By Nuria Martinez-Keel, Oklahoma Voice
OKLAHOMA CITY — Nationwide testing shows Oklahoma continued to lag behind the national average in reading and math scores in 2024, and the state’s academic performance had little improvement since 2022.
The National Assessment of Educational Progress (NAEP), also known as Nation’s Report Card, tests fourth and eighth graders in reading and math in each state every two years. Results from across the country, including Oklahoma, in 2024 remained below pre-pandemic performance.
Only 23% of fourth graders and 20% of eighth graders in Oklahoma performed at a proficient level in reading on the NAEP tests, according to the National Center for Education Statistics, which administers the assessments.
Nationally, fourth-grade reading scores declined while Oklahoma held steady, though the state still fell below the national average of 30% scoring proficiently.
Eighth-grade scores also came short of the 29% national average. The state and national averages for eighth grade reading showed no significant change compared to 2022 results.
Oklahoma, like most states, also lacked any significant difference in its math scores compared to two years ago, NAEP scores show. Thirty-one percent of Oklahoma fourth graders and 17% of eighth graders made a proficient score on the NAEP math assessments.
The national average rose to 39% proficiency in fourth-grade math, and national eighth-grade results showed little change at 27%.
Academic performance and chronic absenteeism rates across the United States remain worse than NAEP results from 2019, the last time students took the assessments before the COVID-19 pandemic.
“Overall, student achievement has not returned to pre-pandemic performance,” NCES Commissioner Peggy G. Carr said. “Where there are signs of recovery, they are mostly in math and largely driven by higher-performing students. Lower-performing students are struggling, especially in reading.”
NAEP assessments began in 1992, and every state is federally required to participate. The Nation’s Report Card is considered the only reliable tool for state-by-state comparisons in K-12 academic achievement. That’s because, outside of NAEP, each state has its own unique testing methods and definition of proficiency that are difficult to compare to one another.
The Nation’s Report Card gives a distinctly different look at Oklahoma’s academic performance than the state’s own self-assessment.
State-administered testing determined 43% of Oklahoma students scored at a proficient or advanced level in reading and 32% were proficient or advanced in math for the 2023-24 school year, according to data from the Oklahoma State Department of Education.
In 2024, the state reset its expectations for student performance on yearly reading and math exams.
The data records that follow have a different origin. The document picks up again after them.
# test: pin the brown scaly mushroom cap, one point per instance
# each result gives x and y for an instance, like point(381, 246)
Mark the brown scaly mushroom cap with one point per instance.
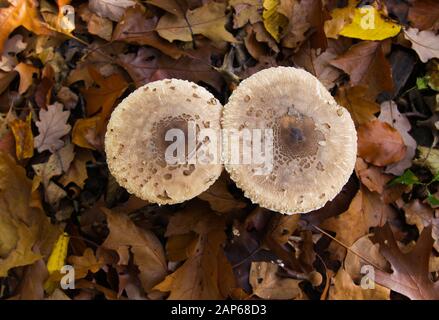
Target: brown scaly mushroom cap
point(135, 141)
point(314, 140)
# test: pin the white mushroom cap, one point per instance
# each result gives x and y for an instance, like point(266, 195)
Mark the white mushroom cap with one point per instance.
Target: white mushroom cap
point(314, 140)
point(135, 141)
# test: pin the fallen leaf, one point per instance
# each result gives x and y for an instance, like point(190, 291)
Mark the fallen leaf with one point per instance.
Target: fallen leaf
point(366, 65)
point(102, 97)
point(139, 28)
point(208, 20)
point(147, 250)
point(86, 263)
point(340, 17)
point(24, 139)
point(428, 158)
point(368, 24)
point(24, 226)
point(59, 162)
point(267, 284)
point(391, 115)
point(275, 23)
point(12, 47)
point(85, 133)
point(77, 172)
point(206, 274)
point(343, 288)
point(111, 9)
point(149, 65)
point(425, 43)
point(358, 102)
point(424, 14)
point(52, 127)
point(367, 249)
point(380, 144)
point(318, 63)
point(365, 211)
point(21, 13)
point(246, 11)
point(410, 275)
point(27, 73)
Documents the state Department of Education released show students could score lower and still be considered proficient.
This resulted in dramatically higher proficiency rates, particularly in English language arts. Without context, it gave an impression of significant improvements in school performance.
The scoring change also reversed the heightened expectations that Oklahoma set in 2017 to align its standards more closely with NAEP’s.
Internal documents the Education Department did not release to the public, which Oklahoma Voice obtained, revealed that statewide English and math results would have been similar to the previous year’s scores if proficiency expectations had not been adjusted.
The state’s 2024 NAEP results also reflect stagnant improvement.
The state Education Department released annual reading and math test results over the summer without explaining that a statistically significant change had taken place in Oklahoma’s scoring system.
The agency still has not formally announced the scoring change and in recent months has declined to comment on it, even when releasing Oklahoma State Report Cards grading each public school’s academic performance.
NAEP tests, on the other hand, have remained consistent while states have changed their testing methods and expectations. Its reading and math assessment frameworks last changed in 2009.